In the report, only 20 companies were listed in the first half of 2022 in Hong Kong, taking the annual decrease down by 56 percent. The amount of financing was HK$17.7 billion (US$2.25 billion), indicating an annual decrease of 92 percent. The number of listings and financing dropped to number 9 and 10 respectively.
The full year forecast is also lowered. The scale of Hong Kong New Stock Financing this year is expected to drop to HK$220 Billion (US$28.03 billion) from the previously expected HK$350 billion (US$44.59 billion).
According to EY, in addition to the sharp reduction in the amount of funds raised in the Hong Kong IPO market during the first two quarters of 2022, the performance of listed IPOs was unsatisfactory as well. Over 60 percent of the new shares are issued at a fixed floor price or below floor price, with only five percent of the new shares issued sitting at a higher price.

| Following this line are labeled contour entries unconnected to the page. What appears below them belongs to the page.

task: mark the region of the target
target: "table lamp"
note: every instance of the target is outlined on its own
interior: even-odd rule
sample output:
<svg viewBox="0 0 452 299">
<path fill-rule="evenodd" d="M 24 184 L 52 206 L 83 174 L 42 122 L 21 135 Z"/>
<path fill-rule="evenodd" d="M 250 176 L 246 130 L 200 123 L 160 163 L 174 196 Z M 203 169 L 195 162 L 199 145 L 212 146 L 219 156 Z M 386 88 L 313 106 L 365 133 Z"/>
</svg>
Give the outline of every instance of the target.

During the first half of 2022, 44 percent of IPOs dropped below the listing price on the first day, which is higher from the 40 percent in the same period in 2021. The over subscription multipliers also plunged sharply, with an average subscription multiple of the Main Board reaching only 4.1, resulting in its annual decrease of 99 percent.
EY’s report also pointed out that with the relaxation of the listing system on the Hong Kong Stocks Exchange, dual major listings have gradually become a new trend, with Chinese concept stocks listing in Hong Kong.
EY expects Hong Kong stocks to pick up in the second half of 2022.